|A valentine-maker at work.|
Every year, I love to offer an informal program at which my library kiddos can make valentines. My valentine programs attract kids who like crafts; kids who want to give their friends and classmates something homemade, but lack supplies at home; and kids who just happen to be wandering around the library after school, looking for something to do. My preparation process is simple and straightforward:
- hit the craft store a few days before the program (I picked up a ton of stick-on foam hearts, stars, and flowers, as well as some great patterned scrapbook paper, all very discounted);
- grab red and pink paper from our equipment room (a.k.a. my office) as well as anything else that might fit on a valentine (googly eyes!);
- set up tables and chairs in the program room with markers, paint daubers, scissors, and glue at each station;
- open the program room doors and let the creativity flow.

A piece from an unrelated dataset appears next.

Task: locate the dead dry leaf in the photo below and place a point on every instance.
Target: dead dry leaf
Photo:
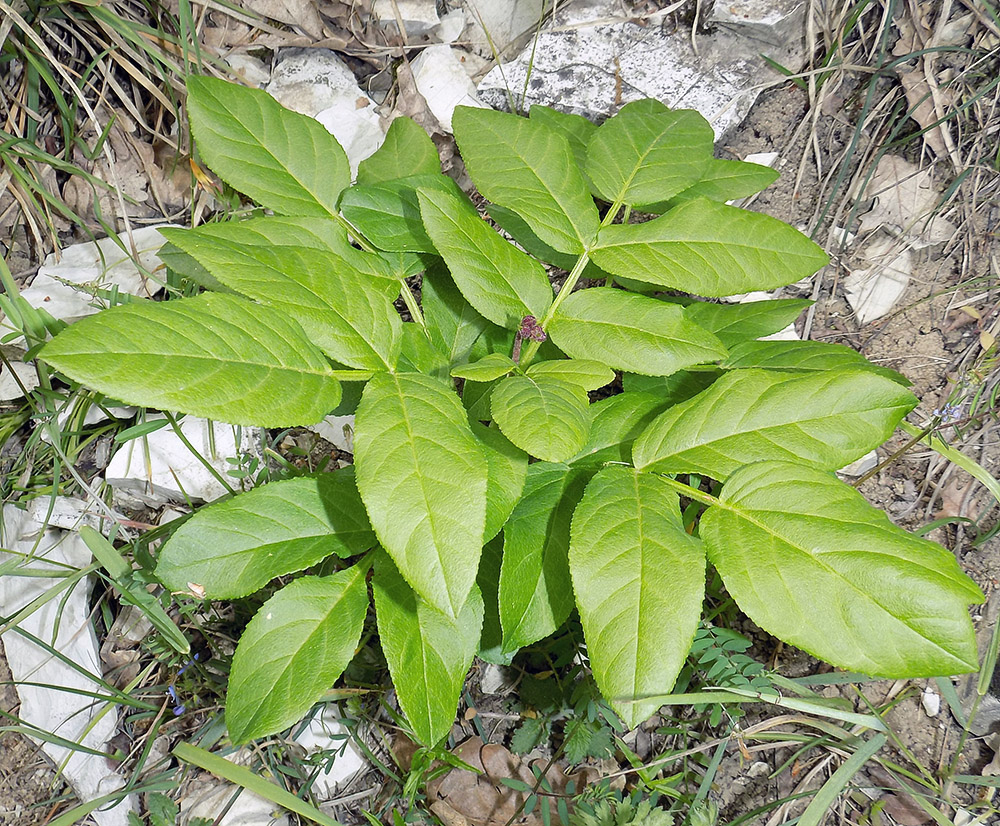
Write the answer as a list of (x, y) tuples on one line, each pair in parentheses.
[(465, 798), (905, 200), (918, 95), (302, 14)]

|I find a messy process often|
begets lovely results.
I had about 25 people come through this year's one-hour Valentine Workshop. Yes, that's smaller than my more "programmed" programs tend to be, but the smaller group size meant I was able to circulate the room and talk to every child about Valentine's Day, their creations, and what they've been reading. As I wandered about the room talking to the children, I also got a sneak peek into their processes. One girl was methodically making matching valentines for each of her classmates; another child was strategically placing stick-on foam stars amidst her poems for her friends; and a boy made valentines that doubled as bookmarks. The younger kids experimented with how much glue it takes to get a googly eye to stick (not as much as they think it takes), and then they left with at least one valentine for a family member or friend. The products of our hour were varied, and invariably the makers were proud of what they'd made.
|They always assume I'm married.|
When it comes down to it, maker spaces for kids are, in my experience, equal parts about the freedom to build and having a forum to share with others. That's the exact sort of environment I seek to create in my low-tech maker spaces: plenty of supplies for unrestrained creativity, space and time to make things, and companions who are interested in what they're doing. My kids really enjoy the opportunity to relax, get their hands dirty, and make things without rigid instructions. I even got my very own valentines at the end of it.
How are you incorporating maker spaces into your youth programming? Have you given the maker movement much thought?